Just starting today I have a 5 month old cockapoo called Jack he gets very excited I have started some training but I need help from what I have read so far on the web site I think this is where I need to be with my fur baby
I can relate to the “sampling” and ocean of information available on the internet. Thanks for this home school for dogs! I have two 6 month old puppies.
I have an American Bulldog, a Blue Tick Coon Hound and 5 month old Box/Pit mix Who is very smart and easy to teach the few things I have worked with him with. The older two are easy going and other than th Blu Tick darting whenever she can pretty well behaved. I am looking forward to teaching the pup not to jump up on people and listening well I tell him to stop roughhousing.
Thank you for this opportunity to learn. I might struggle a bit with the online mechanics, but I will give it my best shot.
My 25lb rescue Lexi is just so excited for life! But that makes things difficult when she sees the Amazon truck (barks), and odd car in the neighbors driveway (barks), or sees fellow dogs, chipmunks, squirrels, or even leaves that she wants to play with! She pulls like crazy on a leash… We had great success with a handling class for agility, but had to stop due to life circumstances, but will return when able. We have done lots of mini-sessions of training around the house already, so finding a spot we haven’t used is difficult. I’m just going to use a play area spot that she knows will be a “fun time” and hope for the best. Thank you, Susan!
Well, I just read the Home School the Dog announcement and I missed the sign up by 27 minutes. Should anyone drop out, my 7 month + old puppy and I will be delighted to take their place. Due to the Covid-19 crisis, we are “sheltering in place” and are very bored.
Thanks. I’m starting today with a semi-trained wilful Chessie with little impulse control.
I am thankful for this ability to do an online training course. I am a foster home. I have no formal training and welcome the chance to give the rescues more skills so they can find good homes. I am only working with one breed but every dog is different so the more ideas and training tips I can learn the more effective I will be.

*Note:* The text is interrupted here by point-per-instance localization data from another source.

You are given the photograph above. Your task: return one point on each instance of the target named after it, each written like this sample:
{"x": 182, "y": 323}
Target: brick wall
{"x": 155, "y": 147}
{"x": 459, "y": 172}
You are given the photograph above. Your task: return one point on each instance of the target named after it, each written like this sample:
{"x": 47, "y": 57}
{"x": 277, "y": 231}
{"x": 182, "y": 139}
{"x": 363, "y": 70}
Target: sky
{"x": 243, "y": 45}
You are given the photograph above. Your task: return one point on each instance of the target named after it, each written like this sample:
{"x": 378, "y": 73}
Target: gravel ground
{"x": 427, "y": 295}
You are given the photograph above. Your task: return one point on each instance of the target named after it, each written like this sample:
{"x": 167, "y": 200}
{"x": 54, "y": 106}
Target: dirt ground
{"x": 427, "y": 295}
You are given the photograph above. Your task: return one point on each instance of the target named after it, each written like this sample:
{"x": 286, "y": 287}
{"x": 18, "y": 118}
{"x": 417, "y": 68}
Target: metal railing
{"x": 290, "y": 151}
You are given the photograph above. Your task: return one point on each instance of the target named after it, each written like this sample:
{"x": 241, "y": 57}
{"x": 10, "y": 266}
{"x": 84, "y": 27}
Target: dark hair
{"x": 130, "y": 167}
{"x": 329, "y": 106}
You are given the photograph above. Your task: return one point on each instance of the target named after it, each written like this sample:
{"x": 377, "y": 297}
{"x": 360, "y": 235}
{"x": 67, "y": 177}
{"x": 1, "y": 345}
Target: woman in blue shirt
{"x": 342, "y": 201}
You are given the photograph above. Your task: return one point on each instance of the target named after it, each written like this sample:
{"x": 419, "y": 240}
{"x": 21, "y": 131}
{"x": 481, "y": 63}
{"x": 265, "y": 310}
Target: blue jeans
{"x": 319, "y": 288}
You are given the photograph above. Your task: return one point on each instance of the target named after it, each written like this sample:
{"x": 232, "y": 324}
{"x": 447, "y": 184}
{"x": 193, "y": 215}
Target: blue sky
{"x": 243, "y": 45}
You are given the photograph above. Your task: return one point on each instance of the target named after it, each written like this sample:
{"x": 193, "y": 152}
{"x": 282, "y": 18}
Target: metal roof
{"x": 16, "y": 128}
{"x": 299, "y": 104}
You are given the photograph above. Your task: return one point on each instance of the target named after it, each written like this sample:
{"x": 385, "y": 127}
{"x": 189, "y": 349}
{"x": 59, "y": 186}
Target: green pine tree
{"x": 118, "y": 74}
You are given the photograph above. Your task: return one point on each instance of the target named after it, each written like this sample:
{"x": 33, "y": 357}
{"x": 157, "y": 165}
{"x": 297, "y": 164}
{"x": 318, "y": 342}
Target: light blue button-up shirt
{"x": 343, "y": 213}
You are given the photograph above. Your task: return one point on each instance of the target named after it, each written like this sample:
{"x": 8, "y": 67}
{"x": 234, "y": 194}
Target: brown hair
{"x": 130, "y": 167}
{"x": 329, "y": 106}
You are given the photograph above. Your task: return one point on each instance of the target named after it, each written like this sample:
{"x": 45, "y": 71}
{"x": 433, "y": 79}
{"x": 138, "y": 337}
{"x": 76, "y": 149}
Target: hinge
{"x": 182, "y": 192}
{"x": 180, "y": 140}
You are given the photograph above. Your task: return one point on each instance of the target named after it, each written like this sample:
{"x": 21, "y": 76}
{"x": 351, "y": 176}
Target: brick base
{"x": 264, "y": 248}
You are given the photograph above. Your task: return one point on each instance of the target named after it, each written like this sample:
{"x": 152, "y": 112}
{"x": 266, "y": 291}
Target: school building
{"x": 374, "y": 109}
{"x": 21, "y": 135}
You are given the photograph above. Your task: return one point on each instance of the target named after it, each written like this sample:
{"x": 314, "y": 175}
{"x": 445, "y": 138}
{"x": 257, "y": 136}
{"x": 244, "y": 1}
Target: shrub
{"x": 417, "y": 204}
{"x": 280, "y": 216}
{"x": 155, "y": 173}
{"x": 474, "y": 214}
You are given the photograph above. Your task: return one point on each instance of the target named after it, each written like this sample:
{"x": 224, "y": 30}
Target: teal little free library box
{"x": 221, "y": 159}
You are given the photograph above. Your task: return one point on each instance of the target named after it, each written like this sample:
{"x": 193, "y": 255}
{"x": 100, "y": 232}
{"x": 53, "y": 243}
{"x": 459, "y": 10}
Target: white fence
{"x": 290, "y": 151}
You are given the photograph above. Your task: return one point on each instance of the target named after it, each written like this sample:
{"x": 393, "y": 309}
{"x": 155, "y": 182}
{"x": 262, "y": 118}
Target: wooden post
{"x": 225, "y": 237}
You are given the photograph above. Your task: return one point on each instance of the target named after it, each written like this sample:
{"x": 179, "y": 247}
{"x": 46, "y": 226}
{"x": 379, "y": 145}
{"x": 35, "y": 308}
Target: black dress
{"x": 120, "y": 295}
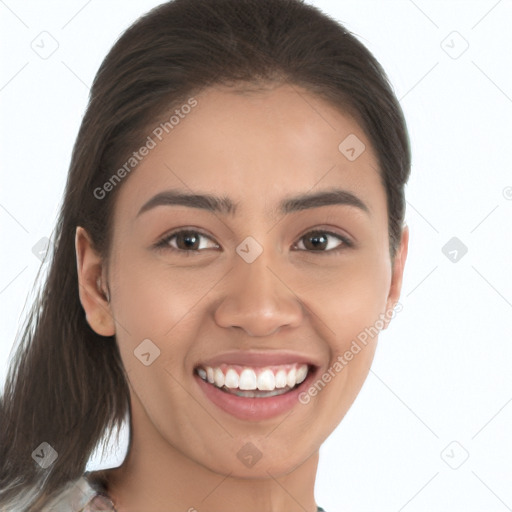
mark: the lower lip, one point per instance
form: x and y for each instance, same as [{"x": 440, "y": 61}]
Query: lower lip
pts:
[{"x": 255, "y": 409}]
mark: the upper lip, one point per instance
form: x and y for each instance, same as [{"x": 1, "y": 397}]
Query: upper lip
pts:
[{"x": 259, "y": 358}]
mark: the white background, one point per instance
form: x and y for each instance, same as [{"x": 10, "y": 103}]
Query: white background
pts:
[{"x": 442, "y": 371}]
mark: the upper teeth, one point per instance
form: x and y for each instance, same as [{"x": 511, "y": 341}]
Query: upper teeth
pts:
[{"x": 245, "y": 378}]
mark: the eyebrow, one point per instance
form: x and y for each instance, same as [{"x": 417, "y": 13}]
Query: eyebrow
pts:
[{"x": 225, "y": 205}]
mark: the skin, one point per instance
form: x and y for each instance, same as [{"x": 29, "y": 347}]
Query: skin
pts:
[{"x": 257, "y": 148}]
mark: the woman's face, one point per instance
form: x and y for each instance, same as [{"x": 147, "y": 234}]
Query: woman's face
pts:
[{"x": 305, "y": 280}]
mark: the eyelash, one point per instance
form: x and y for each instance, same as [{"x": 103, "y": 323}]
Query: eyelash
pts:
[{"x": 163, "y": 244}]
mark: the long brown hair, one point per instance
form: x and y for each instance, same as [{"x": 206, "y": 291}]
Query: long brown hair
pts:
[{"x": 66, "y": 385}]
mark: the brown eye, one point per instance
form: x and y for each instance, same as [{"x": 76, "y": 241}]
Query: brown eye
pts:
[
  {"x": 186, "y": 241},
  {"x": 320, "y": 241}
]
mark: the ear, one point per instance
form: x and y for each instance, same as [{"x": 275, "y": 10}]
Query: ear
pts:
[
  {"x": 398, "y": 272},
  {"x": 91, "y": 285}
]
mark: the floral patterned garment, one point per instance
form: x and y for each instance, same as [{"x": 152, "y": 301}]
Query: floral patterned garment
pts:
[{"x": 86, "y": 495}]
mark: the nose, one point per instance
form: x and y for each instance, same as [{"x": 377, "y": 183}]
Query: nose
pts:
[{"x": 258, "y": 300}]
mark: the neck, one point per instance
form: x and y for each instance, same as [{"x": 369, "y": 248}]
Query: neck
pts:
[{"x": 156, "y": 475}]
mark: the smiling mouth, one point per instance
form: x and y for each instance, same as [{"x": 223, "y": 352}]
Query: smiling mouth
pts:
[{"x": 255, "y": 382}]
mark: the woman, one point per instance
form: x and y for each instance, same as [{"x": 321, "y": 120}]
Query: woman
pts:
[{"x": 230, "y": 243}]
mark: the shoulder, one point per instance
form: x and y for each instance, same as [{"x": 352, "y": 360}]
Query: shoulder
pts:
[{"x": 82, "y": 495}]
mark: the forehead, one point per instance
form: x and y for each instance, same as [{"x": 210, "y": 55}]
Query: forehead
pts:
[{"x": 255, "y": 147}]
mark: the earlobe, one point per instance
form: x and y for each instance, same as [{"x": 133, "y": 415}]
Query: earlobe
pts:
[
  {"x": 94, "y": 298},
  {"x": 397, "y": 276}
]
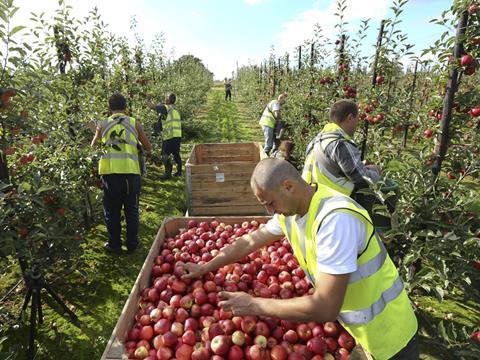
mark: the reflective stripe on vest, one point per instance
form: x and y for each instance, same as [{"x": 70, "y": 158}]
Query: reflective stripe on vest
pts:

Hi , I’m get a Maltipoo puppy next week , and I’m very excited to start the puppy training with your help and ideas for a successful time with my puppy..
Thanks in advance.
Just started today, looking forward to playing with Monty and seeing the rewards
Thank you. Really looking forward to the course. I have a 7 month old beardie/ border cross, a highly intelligent,hyper and sometimes reactive border collie aged 7 and another collie aged 10 who is almost deaf! I compete in obedience and also do some scent work. All my shows and group training sessions have now stopped
Just starting today using a semi finished basement area. I’ve thought my dog should be in agility or field work but I’ve never had the time to start her. She’s had basic training before but this is a whole new play based approach. Looking forward to her happy engagement!
Dear Susan, if it were not for your incredible intuitive powers to predict the need for this program & putting it out there prematurely as a gift in such uncertain times, I would not have been able to immensely enjoy my time in isolation with my Tri-mix, 4 yr old Chihuahua, Neo. We are having so much fun together & his progress is so cool. I set up our learning area in our small living room, dinning room, kitchen, bathroom space. My heartfelt thanks go out to you & your team.